Five Powerful Lessons From The Woodford Fund Suspension

Five Powerful Lessons From The Woodford Fund Suspension

The market can stay irrational longer than you can stay solvent
— John Maynard Keynes

If there’s one thing you can be sure of, it’s that the financial world will regularly pop up in the news. Sadly, it’s all too often for all of the wrong reasons and remind us why a lot of the public view those of us working in the financial industry with a degree of distrust.

Take the recent coverage of once superstar fund manager Neil Woodford. In case you’ve somehow missed it, Neil Woodford was once widely celebrated and enjoyed a stellar reputation for his high performing funds that were paying out great returns for investors.

However, with one of his key funds, the Woodford Equity Income Fund performing poorly, investors quickly began to withdraw their cash. At it’s height, the fund had £10.2bn invested in it this has now shrunk to about £3.7bn..As withdrawals hit up to £10m per day, Woodford decided to block investor from pulling out their cash, leading to a huge uproar.

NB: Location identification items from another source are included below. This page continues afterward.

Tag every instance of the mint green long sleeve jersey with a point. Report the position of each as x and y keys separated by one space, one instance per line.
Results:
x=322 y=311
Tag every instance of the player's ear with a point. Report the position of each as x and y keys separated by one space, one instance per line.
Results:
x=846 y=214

While the key takeaways from the whole incident has been comments about hubris, star fund managers and the understandable distrust of the financial industry, I’m going to take a huge leap of faith and say that there are some great lessons that ALL of us can learn. They lessons have been set out below:

Lesson #1 – Always diversify your investments - Basically spread your eggs across different baskets

Yep they’re experienced, yep they are generally intelligent, yep they have insight that you might not have, but no fund manager has a crystal ball. Instead what the best of managers do is use their experience, education and research skills to build a fund that will help add value to your investment over the long term.

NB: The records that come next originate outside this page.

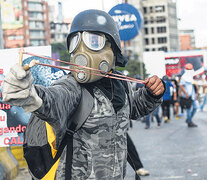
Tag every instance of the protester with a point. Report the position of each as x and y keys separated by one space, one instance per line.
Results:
x=167 y=99
x=187 y=87
x=89 y=114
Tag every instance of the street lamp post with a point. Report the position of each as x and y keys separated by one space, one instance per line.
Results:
x=1 y=33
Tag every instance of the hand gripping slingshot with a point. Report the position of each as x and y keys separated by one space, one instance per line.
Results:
x=97 y=71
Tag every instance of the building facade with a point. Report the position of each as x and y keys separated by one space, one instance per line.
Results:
x=33 y=24
x=59 y=31
x=160 y=25
x=187 y=39
x=59 y=27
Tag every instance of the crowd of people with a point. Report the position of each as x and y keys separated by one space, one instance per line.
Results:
x=181 y=99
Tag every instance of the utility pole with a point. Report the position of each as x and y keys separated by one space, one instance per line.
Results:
x=1 y=32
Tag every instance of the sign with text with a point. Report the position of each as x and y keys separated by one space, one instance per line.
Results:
x=11 y=14
x=13 y=119
x=128 y=19
x=175 y=65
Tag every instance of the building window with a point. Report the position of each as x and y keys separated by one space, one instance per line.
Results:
x=153 y=40
x=146 y=41
x=145 y=10
x=20 y=37
x=161 y=19
x=146 y=30
x=36 y=15
x=145 y=20
x=151 y=20
x=34 y=6
x=164 y=48
x=151 y=9
x=162 y=40
x=159 y=8
x=161 y=29
x=152 y=30
x=36 y=34
x=36 y=24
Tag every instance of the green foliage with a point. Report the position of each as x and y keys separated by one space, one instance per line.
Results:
x=61 y=49
x=133 y=67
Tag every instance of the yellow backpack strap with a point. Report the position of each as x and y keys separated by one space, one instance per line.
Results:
x=51 y=140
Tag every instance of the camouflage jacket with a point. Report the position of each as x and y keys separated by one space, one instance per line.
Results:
x=99 y=146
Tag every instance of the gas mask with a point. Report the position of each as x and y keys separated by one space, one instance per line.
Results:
x=90 y=49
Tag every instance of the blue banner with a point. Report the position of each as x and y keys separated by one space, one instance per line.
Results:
x=128 y=20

So while you can trust them with your investment, try to spread any investments across a few fund managers.

For example, Kent Council one of the investors that “triggered” a suspension of the Woodford fund was aiming to withdraw it’s entire investment with the fund which was £263m at end of April 2019 . Sounds like a lot right? Yep, until you realise that this only makes up 4% of Kent council’s investment portfolio. So just like Kent Council did, ensure you diversify your investments and not just rely on Neil Woodford’s fund.

Lesson #2 – Opportunities do sometimes arise from crisis

What?! How can there be an opportunity from such a debacle? Well, at a minimum there will be pressure on Woodford to reduce the fee he charges on his fund which will be beneficial for those still invested.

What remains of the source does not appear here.